I was about to call BS on that. lol.


----------



## LWNY (Jul 30, 2008)

Audi'sRevenge said:


> That gen S3 was designed in 05/06 (debuted as MY06 model I believe), 4th gen Haldex wasn't available until later (Saab was the first to use it I believe).
> 
> Though I guess it's possible they could have used a 4th gen unit if the car was an 08, I doubt they would have changed it until the facelift S3 in MY09...





Maitre Absolut said:


> facelift cars have GenIV
> 
> 09 A3 3.2q
> 09+ A3 2.0Tq
> ...


From my understanding, the S3 was the first Audi to come out with the Gen IV. Maybe the 2 door came out earlier. But the sportback definitely had the Gen IV.


----------



## slownlow718 (Aug 9, 2011)

*a3*

love this hatchback...question where did you get those carbon fiber door panel inserts from?? i love them


----------



## VWAddict (Jun 12, 1999)

No es 'carbonfiber'...

Esta "Piano black".


----------



## Audi'sRevenge (Mar 24, 2008)

LWNY said:


> But the sportback definitely had the Gen IV.

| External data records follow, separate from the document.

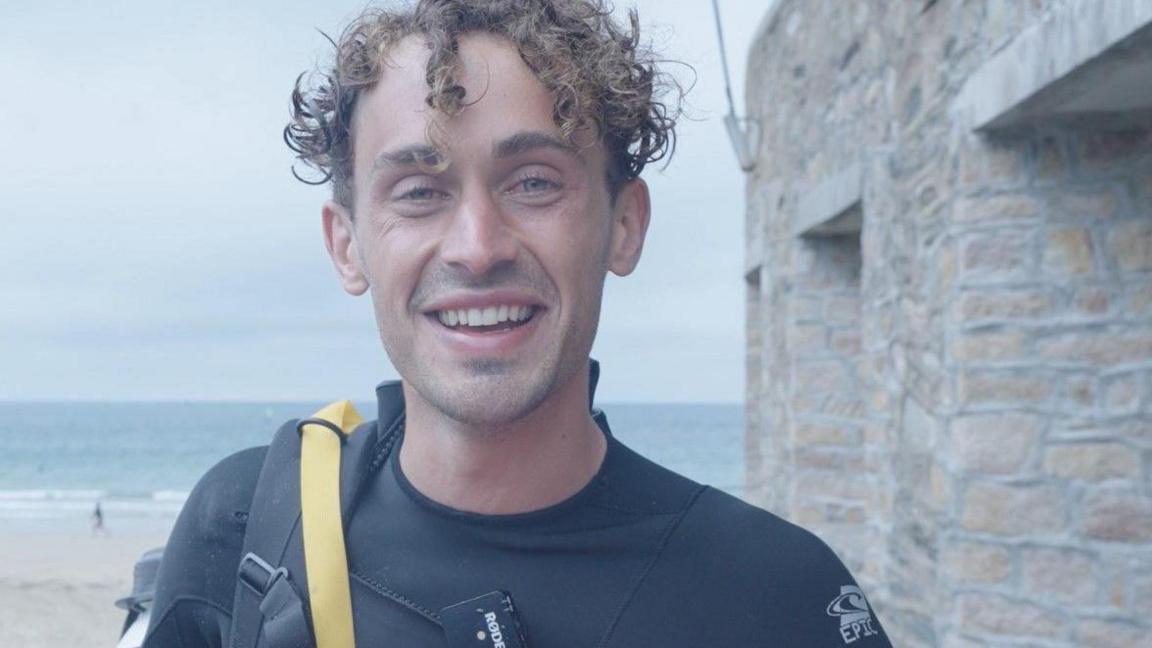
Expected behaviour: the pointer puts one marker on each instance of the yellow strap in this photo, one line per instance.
(324, 535)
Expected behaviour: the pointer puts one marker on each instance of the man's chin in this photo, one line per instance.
(489, 394)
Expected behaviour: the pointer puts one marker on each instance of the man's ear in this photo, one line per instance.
(341, 243)
(629, 226)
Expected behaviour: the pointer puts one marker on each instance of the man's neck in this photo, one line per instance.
(523, 466)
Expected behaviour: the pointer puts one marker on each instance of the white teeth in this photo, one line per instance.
(484, 316)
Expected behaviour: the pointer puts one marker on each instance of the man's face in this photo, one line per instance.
(486, 274)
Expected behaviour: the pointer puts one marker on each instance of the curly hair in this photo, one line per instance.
(599, 75)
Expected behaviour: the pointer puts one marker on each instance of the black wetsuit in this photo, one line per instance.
(641, 557)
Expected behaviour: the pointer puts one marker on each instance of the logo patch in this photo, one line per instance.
(854, 613)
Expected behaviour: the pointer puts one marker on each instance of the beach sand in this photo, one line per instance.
(58, 584)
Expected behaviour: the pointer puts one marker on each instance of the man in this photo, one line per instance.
(485, 159)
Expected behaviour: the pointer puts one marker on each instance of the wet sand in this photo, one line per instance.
(59, 584)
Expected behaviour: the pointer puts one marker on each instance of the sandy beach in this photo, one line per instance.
(58, 584)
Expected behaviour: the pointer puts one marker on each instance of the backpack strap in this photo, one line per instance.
(325, 556)
(271, 603)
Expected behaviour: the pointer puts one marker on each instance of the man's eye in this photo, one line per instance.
(533, 185)
(421, 194)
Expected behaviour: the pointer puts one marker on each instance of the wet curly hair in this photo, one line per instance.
(599, 74)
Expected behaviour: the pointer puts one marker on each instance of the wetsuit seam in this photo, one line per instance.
(395, 596)
(635, 511)
(673, 525)
(171, 611)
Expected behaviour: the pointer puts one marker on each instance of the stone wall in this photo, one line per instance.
(957, 396)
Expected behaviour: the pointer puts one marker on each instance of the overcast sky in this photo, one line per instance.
(154, 245)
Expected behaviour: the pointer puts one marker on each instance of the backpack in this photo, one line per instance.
(335, 454)
(330, 458)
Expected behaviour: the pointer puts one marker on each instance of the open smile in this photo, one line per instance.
(490, 318)
(486, 326)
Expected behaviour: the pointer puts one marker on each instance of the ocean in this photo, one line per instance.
(141, 459)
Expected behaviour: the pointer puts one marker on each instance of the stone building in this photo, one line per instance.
(949, 308)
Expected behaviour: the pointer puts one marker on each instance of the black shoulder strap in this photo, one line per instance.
(268, 601)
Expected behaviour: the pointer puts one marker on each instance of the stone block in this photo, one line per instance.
(806, 308)
(995, 255)
(1002, 616)
(843, 310)
(847, 341)
(805, 339)
(833, 484)
(1118, 515)
(1078, 393)
(1013, 510)
(1008, 387)
(1051, 159)
(1097, 347)
(1069, 251)
(977, 562)
(1081, 204)
(830, 458)
(1059, 574)
(987, 347)
(810, 434)
(1122, 393)
(994, 443)
(1091, 301)
(1005, 304)
(823, 376)
(1092, 461)
(1130, 243)
(1139, 300)
(1103, 633)
(1007, 208)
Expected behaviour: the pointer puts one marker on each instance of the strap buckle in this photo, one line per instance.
(258, 574)
(327, 424)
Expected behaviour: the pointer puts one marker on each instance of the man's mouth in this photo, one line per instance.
(486, 319)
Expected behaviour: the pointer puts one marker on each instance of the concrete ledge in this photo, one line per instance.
(1089, 57)
(826, 209)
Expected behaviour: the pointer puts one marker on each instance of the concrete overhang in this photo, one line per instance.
(828, 208)
(1088, 58)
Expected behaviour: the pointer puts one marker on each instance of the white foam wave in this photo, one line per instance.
(73, 503)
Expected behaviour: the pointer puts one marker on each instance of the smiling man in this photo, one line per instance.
(485, 158)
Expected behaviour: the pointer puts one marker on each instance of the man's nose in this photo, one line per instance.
(478, 238)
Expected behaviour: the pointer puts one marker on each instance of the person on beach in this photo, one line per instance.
(485, 159)
(98, 520)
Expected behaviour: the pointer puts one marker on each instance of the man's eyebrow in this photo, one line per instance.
(408, 156)
(528, 141)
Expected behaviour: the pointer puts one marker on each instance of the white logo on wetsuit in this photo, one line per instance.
(854, 612)
(494, 633)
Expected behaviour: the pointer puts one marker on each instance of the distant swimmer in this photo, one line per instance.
(98, 521)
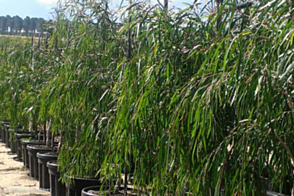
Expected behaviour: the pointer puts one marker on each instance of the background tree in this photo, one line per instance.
(26, 24)
(3, 24)
(17, 24)
(39, 25)
(9, 22)
(33, 24)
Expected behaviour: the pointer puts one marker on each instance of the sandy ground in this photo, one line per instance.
(14, 179)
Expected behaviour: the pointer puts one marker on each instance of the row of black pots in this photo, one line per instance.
(42, 163)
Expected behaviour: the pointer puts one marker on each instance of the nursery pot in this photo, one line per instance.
(75, 188)
(25, 153)
(2, 130)
(12, 142)
(43, 158)
(95, 191)
(4, 123)
(18, 137)
(33, 160)
(7, 137)
(56, 187)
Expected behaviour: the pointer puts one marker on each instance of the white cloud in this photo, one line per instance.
(47, 1)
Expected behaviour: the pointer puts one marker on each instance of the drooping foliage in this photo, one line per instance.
(184, 102)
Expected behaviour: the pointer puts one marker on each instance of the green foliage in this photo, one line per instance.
(185, 102)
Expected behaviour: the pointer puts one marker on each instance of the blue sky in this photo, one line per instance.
(43, 8)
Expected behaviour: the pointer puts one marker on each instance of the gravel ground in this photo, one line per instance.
(14, 178)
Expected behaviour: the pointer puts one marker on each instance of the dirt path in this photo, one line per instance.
(14, 179)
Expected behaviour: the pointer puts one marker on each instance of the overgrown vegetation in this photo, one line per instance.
(197, 101)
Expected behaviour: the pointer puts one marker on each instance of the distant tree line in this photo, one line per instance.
(17, 25)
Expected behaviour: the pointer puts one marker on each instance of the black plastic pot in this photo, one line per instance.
(33, 160)
(85, 191)
(43, 158)
(7, 138)
(12, 142)
(75, 188)
(3, 137)
(56, 187)
(19, 137)
(25, 153)
(4, 125)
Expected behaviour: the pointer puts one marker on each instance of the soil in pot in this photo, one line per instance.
(43, 158)
(33, 160)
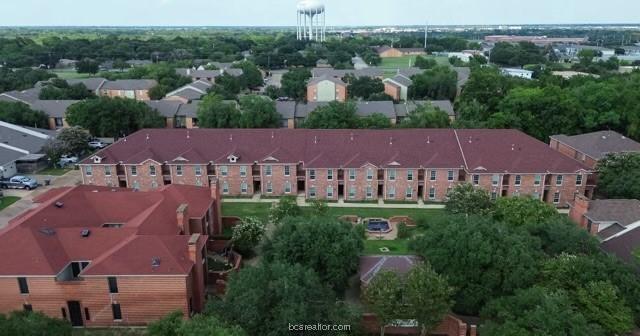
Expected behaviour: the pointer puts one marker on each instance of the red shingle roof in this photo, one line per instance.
(45, 239)
(411, 148)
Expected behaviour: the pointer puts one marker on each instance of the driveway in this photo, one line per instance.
(71, 178)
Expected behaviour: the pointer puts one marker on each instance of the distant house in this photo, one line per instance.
(397, 87)
(326, 89)
(521, 73)
(189, 92)
(389, 52)
(137, 89)
(20, 149)
(590, 148)
(615, 222)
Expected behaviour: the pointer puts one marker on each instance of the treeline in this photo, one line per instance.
(551, 105)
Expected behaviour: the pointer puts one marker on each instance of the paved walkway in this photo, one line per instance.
(26, 197)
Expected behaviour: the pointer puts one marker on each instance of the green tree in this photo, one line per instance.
(287, 207)
(619, 176)
(383, 297)
(465, 199)
(326, 245)
(258, 112)
(267, 298)
(21, 114)
(536, 311)
(335, 115)
(496, 260)
(113, 117)
(427, 297)
(26, 323)
(521, 211)
(248, 233)
(294, 83)
(214, 112)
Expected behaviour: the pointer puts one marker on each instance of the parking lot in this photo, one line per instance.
(26, 196)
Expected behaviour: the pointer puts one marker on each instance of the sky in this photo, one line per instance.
(339, 12)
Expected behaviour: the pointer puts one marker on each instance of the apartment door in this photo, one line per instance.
(75, 313)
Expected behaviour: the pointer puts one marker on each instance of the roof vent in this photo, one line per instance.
(47, 231)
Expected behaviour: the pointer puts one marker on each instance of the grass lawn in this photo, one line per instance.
(54, 171)
(7, 201)
(261, 210)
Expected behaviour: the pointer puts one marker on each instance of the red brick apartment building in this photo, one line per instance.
(356, 165)
(99, 256)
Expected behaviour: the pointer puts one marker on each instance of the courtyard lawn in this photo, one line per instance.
(7, 201)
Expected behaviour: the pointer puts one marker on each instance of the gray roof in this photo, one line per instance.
(403, 109)
(53, 108)
(166, 108)
(621, 211)
(331, 72)
(598, 144)
(130, 84)
(92, 84)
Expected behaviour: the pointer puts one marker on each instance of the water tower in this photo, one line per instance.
(311, 21)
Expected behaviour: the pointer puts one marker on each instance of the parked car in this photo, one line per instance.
(19, 182)
(97, 144)
(67, 160)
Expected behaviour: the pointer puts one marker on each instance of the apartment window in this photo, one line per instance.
(495, 179)
(24, 286)
(113, 285)
(117, 312)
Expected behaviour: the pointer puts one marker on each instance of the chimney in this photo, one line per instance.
(183, 218)
(193, 247)
(578, 209)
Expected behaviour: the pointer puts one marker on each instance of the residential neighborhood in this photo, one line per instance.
(196, 168)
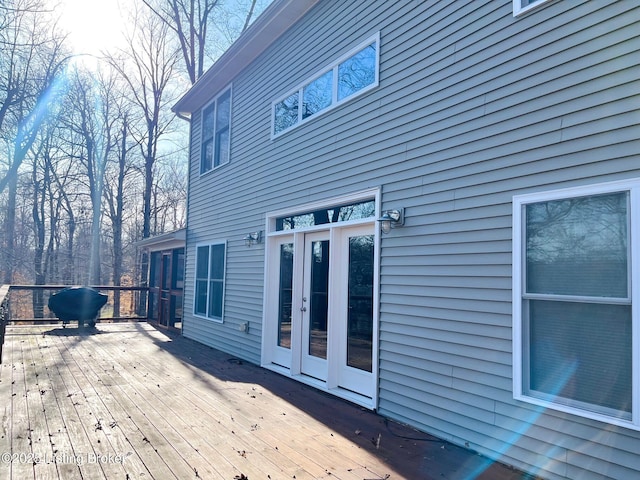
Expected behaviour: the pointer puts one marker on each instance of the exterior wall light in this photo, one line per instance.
(253, 238)
(390, 219)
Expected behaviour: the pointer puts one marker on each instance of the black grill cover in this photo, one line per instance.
(77, 303)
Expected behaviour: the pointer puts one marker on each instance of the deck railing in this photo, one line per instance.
(27, 304)
(4, 313)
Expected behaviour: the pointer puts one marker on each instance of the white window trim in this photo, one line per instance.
(224, 280)
(335, 102)
(518, 9)
(633, 187)
(228, 88)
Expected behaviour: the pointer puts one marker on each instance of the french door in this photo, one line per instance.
(320, 310)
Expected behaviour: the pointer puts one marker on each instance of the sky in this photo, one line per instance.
(93, 25)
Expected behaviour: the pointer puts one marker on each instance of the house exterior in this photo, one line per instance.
(163, 260)
(498, 306)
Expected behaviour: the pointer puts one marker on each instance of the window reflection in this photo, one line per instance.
(317, 95)
(286, 113)
(357, 72)
(578, 246)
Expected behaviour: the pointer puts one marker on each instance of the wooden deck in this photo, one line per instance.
(126, 401)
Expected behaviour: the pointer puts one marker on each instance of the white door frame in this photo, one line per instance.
(287, 361)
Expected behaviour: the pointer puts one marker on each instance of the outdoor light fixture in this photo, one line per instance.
(390, 219)
(253, 238)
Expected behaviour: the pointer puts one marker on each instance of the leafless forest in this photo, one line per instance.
(91, 157)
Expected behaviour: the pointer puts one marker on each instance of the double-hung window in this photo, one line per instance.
(575, 294)
(216, 132)
(210, 276)
(353, 74)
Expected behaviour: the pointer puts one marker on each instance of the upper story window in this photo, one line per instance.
(575, 310)
(351, 75)
(522, 6)
(216, 133)
(210, 279)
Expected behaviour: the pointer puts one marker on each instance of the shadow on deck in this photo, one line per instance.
(129, 401)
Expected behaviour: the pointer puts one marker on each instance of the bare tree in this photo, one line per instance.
(32, 63)
(193, 21)
(147, 66)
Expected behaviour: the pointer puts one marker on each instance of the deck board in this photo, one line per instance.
(130, 401)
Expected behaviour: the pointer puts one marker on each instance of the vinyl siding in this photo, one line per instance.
(473, 107)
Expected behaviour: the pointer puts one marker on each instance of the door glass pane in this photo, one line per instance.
(360, 303)
(319, 293)
(202, 272)
(166, 272)
(286, 295)
(578, 246)
(581, 353)
(340, 213)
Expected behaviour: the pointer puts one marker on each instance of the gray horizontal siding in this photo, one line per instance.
(474, 106)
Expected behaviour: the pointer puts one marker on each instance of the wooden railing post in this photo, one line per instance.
(4, 314)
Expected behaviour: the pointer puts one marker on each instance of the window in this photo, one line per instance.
(351, 75)
(216, 138)
(573, 300)
(522, 6)
(209, 291)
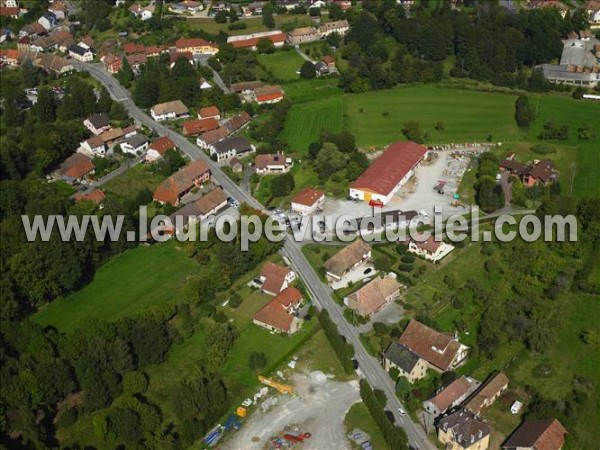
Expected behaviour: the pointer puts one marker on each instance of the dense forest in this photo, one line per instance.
(385, 46)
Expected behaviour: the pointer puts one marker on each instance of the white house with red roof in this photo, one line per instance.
(388, 173)
(308, 201)
(158, 148)
(279, 315)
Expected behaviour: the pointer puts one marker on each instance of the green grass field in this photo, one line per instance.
(129, 183)
(282, 64)
(127, 285)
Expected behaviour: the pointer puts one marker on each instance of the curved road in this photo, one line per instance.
(321, 293)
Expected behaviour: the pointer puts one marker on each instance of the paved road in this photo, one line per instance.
(321, 293)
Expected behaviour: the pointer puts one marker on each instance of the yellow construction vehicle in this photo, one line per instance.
(282, 388)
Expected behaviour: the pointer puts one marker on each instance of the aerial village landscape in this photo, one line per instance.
(201, 113)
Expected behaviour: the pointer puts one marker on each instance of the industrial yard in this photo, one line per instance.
(318, 399)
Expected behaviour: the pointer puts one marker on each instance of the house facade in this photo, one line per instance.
(388, 173)
(308, 201)
(408, 364)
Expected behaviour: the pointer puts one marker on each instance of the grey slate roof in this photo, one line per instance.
(401, 356)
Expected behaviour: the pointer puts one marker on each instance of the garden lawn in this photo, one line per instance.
(129, 183)
(468, 116)
(306, 121)
(128, 284)
(283, 64)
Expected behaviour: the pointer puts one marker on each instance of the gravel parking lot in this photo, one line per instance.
(319, 408)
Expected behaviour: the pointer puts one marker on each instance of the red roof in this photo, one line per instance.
(180, 182)
(438, 349)
(384, 174)
(9, 53)
(209, 111)
(9, 11)
(95, 196)
(162, 144)
(199, 126)
(275, 314)
(193, 42)
(76, 166)
(131, 47)
(252, 42)
(308, 196)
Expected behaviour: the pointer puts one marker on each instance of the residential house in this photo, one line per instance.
(32, 29)
(181, 182)
(330, 61)
(48, 20)
(209, 112)
(250, 41)
(340, 27)
(441, 351)
(246, 87)
(430, 249)
(374, 295)
(236, 165)
(174, 56)
(81, 52)
(59, 9)
(593, 9)
(135, 145)
(110, 137)
(93, 146)
(237, 122)
(487, 394)
(303, 35)
(228, 148)
(462, 430)
(274, 278)
(359, 252)
(388, 173)
(196, 46)
(448, 397)
(208, 139)
(112, 63)
(201, 209)
(142, 12)
(308, 201)
(10, 56)
(279, 314)
(53, 64)
(97, 123)
(268, 95)
(158, 148)
(9, 11)
(97, 196)
(408, 364)
(272, 163)
(198, 126)
(545, 434)
(169, 111)
(75, 168)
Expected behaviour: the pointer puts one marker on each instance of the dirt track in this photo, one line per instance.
(319, 409)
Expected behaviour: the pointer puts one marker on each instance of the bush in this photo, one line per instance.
(68, 418)
(235, 300)
(135, 383)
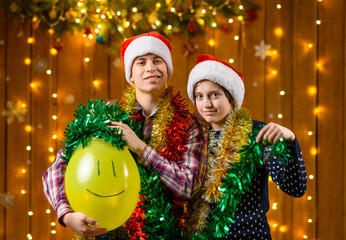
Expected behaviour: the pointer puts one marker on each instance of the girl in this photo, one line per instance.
(233, 200)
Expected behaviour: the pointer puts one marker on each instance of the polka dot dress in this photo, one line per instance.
(250, 216)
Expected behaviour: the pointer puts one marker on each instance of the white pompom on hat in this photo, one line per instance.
(151, 42)
(210, 68)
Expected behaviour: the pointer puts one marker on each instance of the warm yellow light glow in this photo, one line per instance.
(283, 229)
(53, 51)
(30, 40)
(211, 43)
(27, 61)
(312, 91)
(313, 151)
(96, 83)
(278, 32)
(275, 206)
(33, 85)
(27, 128)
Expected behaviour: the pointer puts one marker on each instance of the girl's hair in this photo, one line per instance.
(228, 95)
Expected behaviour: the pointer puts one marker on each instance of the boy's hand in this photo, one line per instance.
(272, 132)
(82, 224)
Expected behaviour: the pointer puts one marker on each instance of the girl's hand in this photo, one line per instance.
(135, 144)
(82, 224)
(272, 132)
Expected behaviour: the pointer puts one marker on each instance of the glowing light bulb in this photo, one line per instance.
(28, 128)
(27, 61)
(211, 43)
(313, 151)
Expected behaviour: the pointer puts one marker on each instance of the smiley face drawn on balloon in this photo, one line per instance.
(99, 173)
(103, 183)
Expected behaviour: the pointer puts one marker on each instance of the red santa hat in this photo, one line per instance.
(210, 68)
(143, 44)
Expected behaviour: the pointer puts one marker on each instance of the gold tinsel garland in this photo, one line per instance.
(222, 154)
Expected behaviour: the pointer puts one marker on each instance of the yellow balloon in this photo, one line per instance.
(103, 183)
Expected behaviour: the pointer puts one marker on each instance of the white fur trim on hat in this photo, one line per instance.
(145, 45)
(218, 73)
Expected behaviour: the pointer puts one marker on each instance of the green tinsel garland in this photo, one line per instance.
(92, 121)
(237, 182)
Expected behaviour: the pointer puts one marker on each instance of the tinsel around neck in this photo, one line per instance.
(91, 122)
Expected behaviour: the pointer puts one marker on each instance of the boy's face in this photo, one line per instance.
(149, 73)
(212, 103)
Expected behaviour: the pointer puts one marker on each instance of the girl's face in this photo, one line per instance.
(212, 103)
(149, 73)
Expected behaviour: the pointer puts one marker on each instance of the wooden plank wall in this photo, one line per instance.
(313, 102)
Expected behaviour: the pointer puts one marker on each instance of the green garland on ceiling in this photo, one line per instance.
(127, 18)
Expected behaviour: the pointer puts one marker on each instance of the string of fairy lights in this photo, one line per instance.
(95, 83)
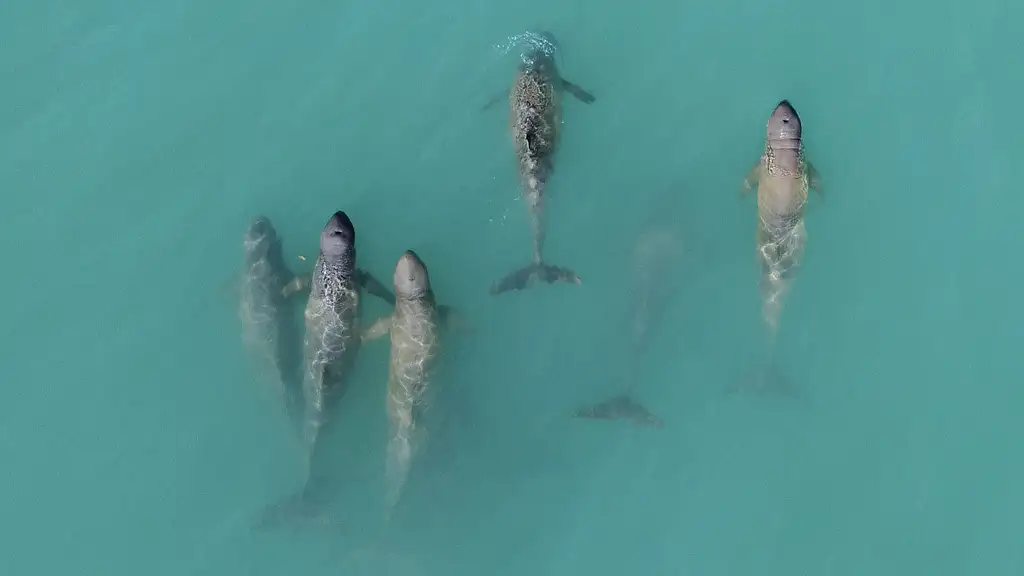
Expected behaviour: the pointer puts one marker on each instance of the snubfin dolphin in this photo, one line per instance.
(783, 176)
(332, 343)
(415, 326)
(269, 331)
(535, 121)
(656, 252)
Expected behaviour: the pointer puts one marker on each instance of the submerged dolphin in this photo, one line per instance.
(269, 331)
(655, 257)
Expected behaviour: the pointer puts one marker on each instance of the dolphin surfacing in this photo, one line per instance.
(415, 327)
(535, 122)
(783, 177)
(330, 350)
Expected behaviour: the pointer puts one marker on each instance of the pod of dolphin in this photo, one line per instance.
(312, 376)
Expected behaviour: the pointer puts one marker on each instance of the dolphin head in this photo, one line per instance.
(411, 277)
(783, 124)
(338, 238)
(261, 240)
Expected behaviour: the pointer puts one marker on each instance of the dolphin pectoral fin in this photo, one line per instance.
(377, 329)
(752, 179)
(453, 319)
(527, 276)
(622, 408)
(580, 93)
(374, 286)
(495, 99)
(814, 179)
(298, 284)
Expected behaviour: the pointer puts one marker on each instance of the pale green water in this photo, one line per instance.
(137, 140)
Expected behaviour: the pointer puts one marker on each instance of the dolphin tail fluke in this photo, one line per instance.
(527, 276)
(621, 408)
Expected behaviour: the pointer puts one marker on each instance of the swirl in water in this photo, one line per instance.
(528, 42)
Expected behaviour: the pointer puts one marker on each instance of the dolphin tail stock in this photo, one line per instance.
(399, 454)
(622, 407)
(527, 276)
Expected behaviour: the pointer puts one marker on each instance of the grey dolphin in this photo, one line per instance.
(535, 121)
(332, 343)
(655, 255)
(783, 177)
(415, 327)
(269, 331)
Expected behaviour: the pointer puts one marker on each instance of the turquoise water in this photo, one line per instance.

And the sportback didn't come until the facelift


----------



## MR. TACOMPTON (Aug 5, 2011)

That car is sick


----------



## rickvw (Dec 28, 2004)

LWNY said:


> From my understanding, the S3 was the first Audi to come out with the Gen IV. Maybe the 2 door came out earlier. But the sportback definitely had the Gen IV.


 GenIV is only available in the S3 09+


----------